Robinson pointed to the economics underlying the comparison: the British Insurance Brokers' Association has consistently argued that commission remains the only commercially viable remuneration model for smaller cases, since brokers, unlike building societies, must generate income to operate rather than treating insurance as an ancillary member benefit.
He summarised the distinction sharply: "Insurance brokers are like chefs, we create a perfect meal to satisfy the customer's desire, versus going to Asda and buying a can of baked beans and some pasta and then complaining it doesn't taste as nice."
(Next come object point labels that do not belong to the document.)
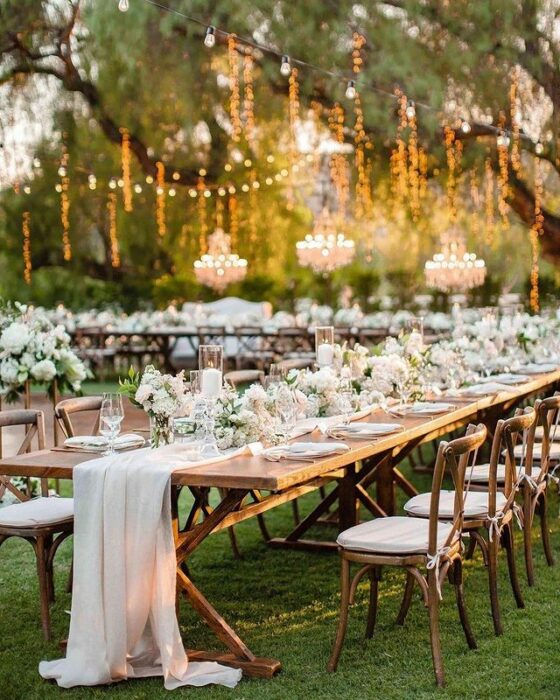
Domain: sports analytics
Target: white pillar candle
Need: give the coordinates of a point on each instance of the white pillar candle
(211, 382)
(325, 355)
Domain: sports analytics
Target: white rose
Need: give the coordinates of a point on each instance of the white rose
(14, 338)
(44, 371)
(9, 371)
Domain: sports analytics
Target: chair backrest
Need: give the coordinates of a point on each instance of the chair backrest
(548, 411)
(454, 456)
(296, 363)
(519, 428)
(244, 376)
(80, 404)
(34, 423)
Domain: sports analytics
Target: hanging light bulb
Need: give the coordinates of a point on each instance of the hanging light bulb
(285, 67)
(210, 38)
(351, 90)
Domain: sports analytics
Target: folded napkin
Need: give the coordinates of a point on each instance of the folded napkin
(535, 368)
(506, 378)
(99, 442)
(484, 389)
(304, 450)
(423, 408)
(362, 431)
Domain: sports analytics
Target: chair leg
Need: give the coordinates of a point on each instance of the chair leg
(407, 599)
(527, 536)
(295, 511)
(461, 607)
(433, 612)
(233, 542)
(343, 619)
(373, 596)
(507, 537)
(493, 583)
(41, 556)
(470, 548)
(543, 513)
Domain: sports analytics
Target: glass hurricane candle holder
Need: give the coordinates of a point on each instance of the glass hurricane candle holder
(324, 345)
(210, 363)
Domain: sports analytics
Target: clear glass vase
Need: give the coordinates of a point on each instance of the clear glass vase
(161, 431)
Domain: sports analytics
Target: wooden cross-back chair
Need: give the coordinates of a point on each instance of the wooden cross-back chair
(429, 550)
(45, 522)
(80, 404)
(490, 509)
(534, 486)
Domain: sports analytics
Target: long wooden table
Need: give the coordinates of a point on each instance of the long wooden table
(251, 485)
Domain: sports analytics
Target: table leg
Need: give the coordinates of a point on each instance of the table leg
(240, 655)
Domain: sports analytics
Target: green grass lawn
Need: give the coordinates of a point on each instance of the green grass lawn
(285, 606)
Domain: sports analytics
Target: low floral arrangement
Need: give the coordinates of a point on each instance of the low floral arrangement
(33, 349)
(162, 396)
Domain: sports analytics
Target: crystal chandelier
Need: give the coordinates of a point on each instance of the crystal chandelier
(325, 250)
(219, 267)
(454, 269)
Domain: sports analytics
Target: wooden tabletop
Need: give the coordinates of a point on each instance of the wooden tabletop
(254, 472)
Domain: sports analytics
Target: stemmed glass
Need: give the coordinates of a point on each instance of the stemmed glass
(347, 393)
(286, 411)
(110, 419)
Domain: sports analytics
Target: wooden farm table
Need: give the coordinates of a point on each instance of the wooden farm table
(251, 485)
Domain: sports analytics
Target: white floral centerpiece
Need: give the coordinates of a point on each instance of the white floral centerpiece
(33, 349)
(243, 419)
(162, 396)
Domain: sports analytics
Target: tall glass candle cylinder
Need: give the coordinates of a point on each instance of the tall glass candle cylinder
(324, 345)
(211, 363)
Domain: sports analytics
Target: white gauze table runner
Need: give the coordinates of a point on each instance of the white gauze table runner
(123, 622)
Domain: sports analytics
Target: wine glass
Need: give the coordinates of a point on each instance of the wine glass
(347, 394)
(286, 411)
(110, 418)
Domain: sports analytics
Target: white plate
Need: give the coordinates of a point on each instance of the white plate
(368, 428)
(539, 369)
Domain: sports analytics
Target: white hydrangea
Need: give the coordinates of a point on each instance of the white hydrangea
(44, 371)
(14, 338)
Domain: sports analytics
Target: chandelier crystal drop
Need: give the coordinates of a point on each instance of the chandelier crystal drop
(325, 250)
(219, 267)
(454, 269)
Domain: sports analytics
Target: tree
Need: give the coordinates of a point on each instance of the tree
(147, 69)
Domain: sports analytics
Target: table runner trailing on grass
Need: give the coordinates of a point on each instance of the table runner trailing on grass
(123, 622)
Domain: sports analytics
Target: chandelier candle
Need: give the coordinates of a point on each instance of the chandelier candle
(324, 345)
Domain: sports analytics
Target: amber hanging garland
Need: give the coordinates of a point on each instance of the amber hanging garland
(249, 100)
(113, 236)
(235, 96)
(536, 231)
(515, 155)
(26, 232)
(502, 143)
(65, 206)
(160, 199)
(202, 218)
(125, 162)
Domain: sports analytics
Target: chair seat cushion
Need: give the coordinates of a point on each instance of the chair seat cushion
(37, 512)
(476, 504)
(480, 473)
(554, 451)
(396, 535)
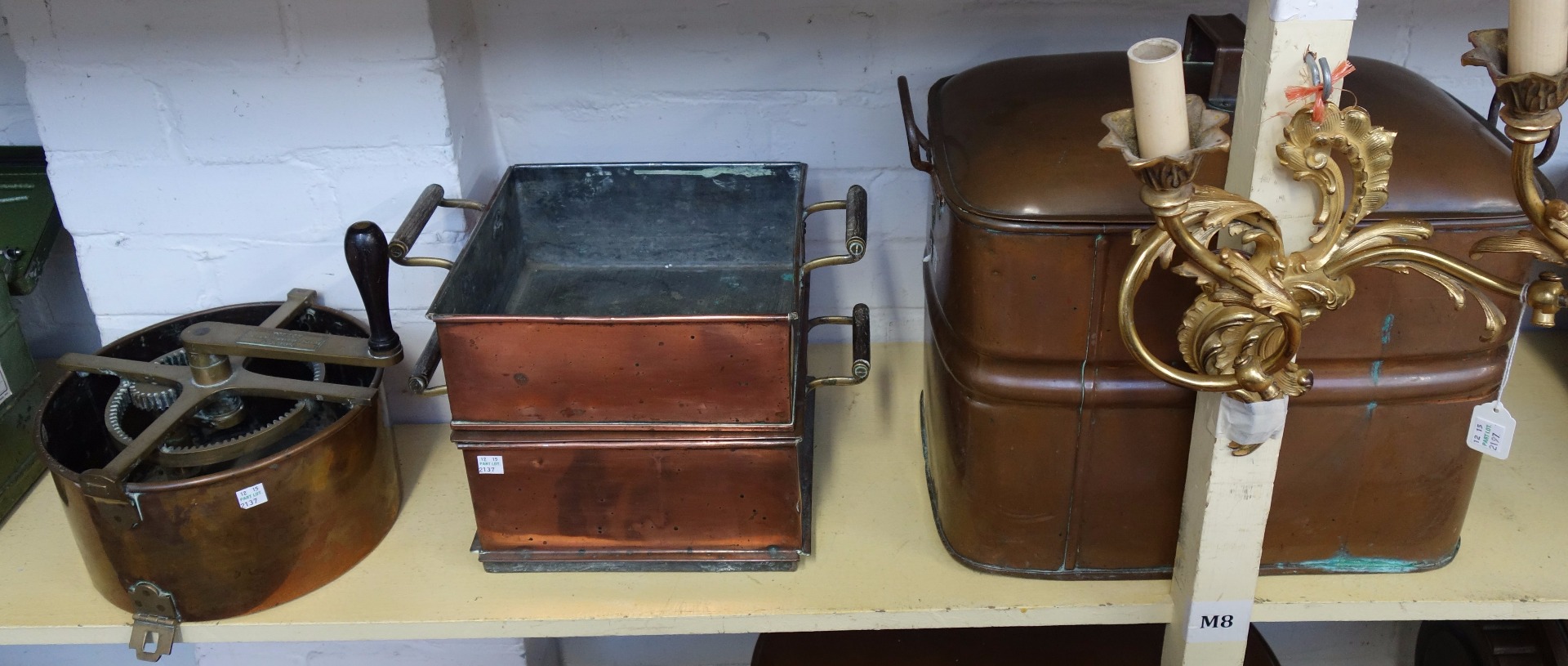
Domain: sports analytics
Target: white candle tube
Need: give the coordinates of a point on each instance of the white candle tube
(1537, 37)
(1159, 98)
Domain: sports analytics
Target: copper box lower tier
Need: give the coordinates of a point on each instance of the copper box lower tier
(640, 502)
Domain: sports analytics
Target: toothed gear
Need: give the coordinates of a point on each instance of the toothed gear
(154, 396)
(179, 451)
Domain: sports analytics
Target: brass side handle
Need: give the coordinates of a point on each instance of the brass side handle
(417, 217)
(853, 206)
(424, 368)
(920, 146)
(862, 346)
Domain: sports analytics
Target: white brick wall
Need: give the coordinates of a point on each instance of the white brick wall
(212, 153)
(209, 153)
(814, 82)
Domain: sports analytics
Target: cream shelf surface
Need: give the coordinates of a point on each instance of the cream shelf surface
(879, 561)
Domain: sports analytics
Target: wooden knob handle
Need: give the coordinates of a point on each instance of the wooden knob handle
(366, 248)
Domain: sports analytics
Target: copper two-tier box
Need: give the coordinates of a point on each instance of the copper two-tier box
(625, 349)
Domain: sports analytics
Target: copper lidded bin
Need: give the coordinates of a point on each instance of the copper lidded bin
(1053, 453)
(625, 351)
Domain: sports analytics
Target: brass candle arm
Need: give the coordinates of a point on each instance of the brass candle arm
(1530, 110)
(1244, 332)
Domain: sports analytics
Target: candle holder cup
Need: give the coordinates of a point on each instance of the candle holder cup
(1530, 112)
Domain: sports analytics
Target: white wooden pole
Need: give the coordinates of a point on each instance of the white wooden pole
(1227, 500)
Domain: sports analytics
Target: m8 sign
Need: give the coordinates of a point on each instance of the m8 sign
(1218, 621)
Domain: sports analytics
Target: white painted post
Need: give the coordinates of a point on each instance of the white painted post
(1227, 502)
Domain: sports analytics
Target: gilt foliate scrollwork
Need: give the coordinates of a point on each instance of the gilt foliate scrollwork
(1256, 297)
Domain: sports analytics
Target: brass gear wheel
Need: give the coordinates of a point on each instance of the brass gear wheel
(198, 445)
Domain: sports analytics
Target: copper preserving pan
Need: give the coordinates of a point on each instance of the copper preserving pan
(630, 296)
(196, 553)
(1051, 453)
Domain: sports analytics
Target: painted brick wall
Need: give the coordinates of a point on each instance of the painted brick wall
(212, 153)
(814, 82)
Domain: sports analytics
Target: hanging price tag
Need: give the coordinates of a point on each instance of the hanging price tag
(252, 495)
(1491, 429)
(490, 465)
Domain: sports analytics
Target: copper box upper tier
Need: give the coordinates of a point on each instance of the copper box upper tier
(639, 296)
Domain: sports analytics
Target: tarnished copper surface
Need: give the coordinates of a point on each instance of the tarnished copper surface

That distinction carries some support from the regulator's own data. The FCA found that protection specialists accounted for 52% of policies sold via intermediaries in 2024, with the regulator noting generally strong retention rates and business quality in that segment, suggesting advised distribution is not simply being squeezed out by lower-cost alternatives.
The survey element of LifeSearch's report adds detail to the underlying consumer demand brokers are competing to serve.
Two-thirds of consumers, 66%, said it was important to receive a recommendation tailored to their personal circumstances, while 58% said they wanted advice from a specialist who considers their individual situation, and 56% said they did not want a one-size-fits-all insurance product.
LifeSearch also pointed to wider population data underlining the scale of the market at stake. The NHS Health Survey for England 2024 found that 46% of adults are living with a longstanding illness or condition, and The Health Foundation estimates that 9.1 million people in England will be living with major illness by 2040, an increase of 2.5 million compared with 2019.
LifeSearch has secured partnerships with Skipton Building Society and Yorkshire Building Society, as well as Which? and Lloyds Banking Group, as part of its push toward broker-led protection distribution.
For mortgage advisers, the Yorkshire BS result is less a one-off than an early test case: whether commission-free, embedded protection products at the point of mortgage completion can be confidently differentiated from advice, or whether they will continue narrowing the space in which brokers justify their fees for straightforward cases.